In the current study, use of artane in bipolar researchers from Memorial Sloan Kettering (MSK) Cancer Center in New York City explored how germline and somatic genomic alterations differ among patients of African ancestry in comparison with those of European and other heritage and how those differences might influence CRC outcomes.

Lead author Henry Walch, MS, a computational biologist at MSK, and colleagues compared genomic profiles among nearly 3800 patients with CRC who were treated at MSK from 2014 to 2022. Patients in the study were classified by genetic ancestry as European (3201 patients), African (236 patients), East Asian (253 patients), and South Asian (89 patients).

Tumor and normal tissues from the patients underwent next-generation DNA sequencing with a panel that covers 505 cancer-associated genes.

An analysis of overall survival by genetic ancestry confirmed findings from other studies: overall survival was significantly worse among patients of African ancestry than among those of other groups (median 45.7 vs 67.1 months).

The investigators used a precision oncology knowledge base (OncoKB) to assign levels of therapeutic actionability for each genomic alteration that was identified. The highest assigned value was for drugs that have been approved by the US Food and Drug Administration (FDA) and that target FDA-recognized biomarkers. The lowest value was assigned to biomarkers for which there was “compelling biological evidence” that the particular biomarker predicted response to a drug.

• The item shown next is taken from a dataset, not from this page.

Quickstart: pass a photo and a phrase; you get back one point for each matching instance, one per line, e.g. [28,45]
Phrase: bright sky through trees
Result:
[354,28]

The team found that the percentage of patients who qualified for immunotherapy on the basis of microsatellite instability or high tumor mutational burden was significantly lower among patients of African heritage compared with those of European heritage (13.5% vs 20.4%; P = .008).

Compared with those of European ancestry, patients of African ancestry had significantly fewer actionable alterations (5.6% vs 11.2%; = .01). This difference was largely driven by the lack of targetable BRAF mutations (1.8% vs 5.0%).

Mutations in APC, the most frequently altered gene in CRC, are typically associated with cancer outcomes, but the authors found that overall survival was similar for patients of African heritage regardless of whether they had altered or wild-type APC (median overall survival, 45.0 months for altered APC vs 45.9 months for wild-type APC; P = .91). However, a significant association between APC status and overall survival was observed for patients of European ancestry (median, 64.6 months for altered APC, vs 45.6 months for wild-type APC; P < .0001).

Analyses that accounted for sex, age, primary tumor location, and stage at diagnosis also showed an association between APC status and overall survival for patients of European heritage (hazard ratio [HR], 0.64), but not for patients of African heritage (HR, 0.74, P = .492).

Walch noted that a limitation of the study is that information regarding comprehensive treatment, environmental exposures, lifestyle, and socioeconomic factors was not available for the analysis but that these elements likely play an important role in patient outcomes.

“This is a complex problem involving many unseen factors, and the genomic landscape is a piece of a much larger puzzle,” said Walch. He noted that future studies will incorporate these factors into the models “with the ultimate goal of identifying opportunities to intervene and improve outcomes.”

Briefing moderator Lisa Newman, MD, MPH, of Weill Cornell Medicine and New York–Presbyterian, in New York City, commented that Walch presented “some very compelling data that demonstrate the importance of including individuals from diverse backgrounds into [cancer] research.”

The study was funded in part by a Chris4Life Early Career Investigator Award Grant from the Colorectal Cancer Alliance for Francisco Sanchez-Vega, PhD, senior author of the study. Sanchez-Vega was also supported by an AACR-Minority and Minority-serving Institution Faculty Scholar in Cancer Research Award. Walch and Newman have disclosed no relevant financial relationships.

American Association for Cancer Research (AACR) Annual Meeting 2023: Abstract 1908. Presented April 17, 2023.